Two judgments — a 227-page decision authored by Justice Khehar for himself and three others and a supplementary, concurring 43-page view penned by Justice Nariman for himself — had a common thread that it was a gross attempt to denude the authority of high courts and put up an alternative adjudicatory forum in NTT, which could be easily manoeuvered by the central government.
Nariman put it rather bluntly, "The National Tax Tribunal Act is unconstitutional, being the ultimate encroachment on the exclusive domain of the superior courts of record in India."
The UPA government had introduced the bill in Parliament with a four-point objective — to reduce pendency of cases and huge arrears in high courts all over the country, huge tax recovery held up in litigation before various high courts, to have uniformity of interpretation of tax law, as there were different opinions between high courts. Finally, judges who came from civil courts were not well-versed to decide complicated tax issues.
The bench said legislature had the power to create alternative forums and vest it with adjudicatory powers but at the same time, it had to maintain identical conditions of service and independence of members of the new forum as applicable to high court judges in deciding the disputes.

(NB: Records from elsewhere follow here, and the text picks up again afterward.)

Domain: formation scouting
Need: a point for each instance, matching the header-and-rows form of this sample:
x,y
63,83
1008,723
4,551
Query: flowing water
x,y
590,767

The apex court was aghast to find that while the government would be a stakeholder in every case before the NTT, the appointment, transfer and extension of service of its chairperson and members would be decided by secretaries to the government, thus creating a huge conflict of interest and an inescapable conclusion that the litigant would be in a position to influence the justice delivery mechanism.
It also objected to the provision making chartered accountants and company secretaries as well as customs collectors with some years of experience eligible to become technical members of NTT.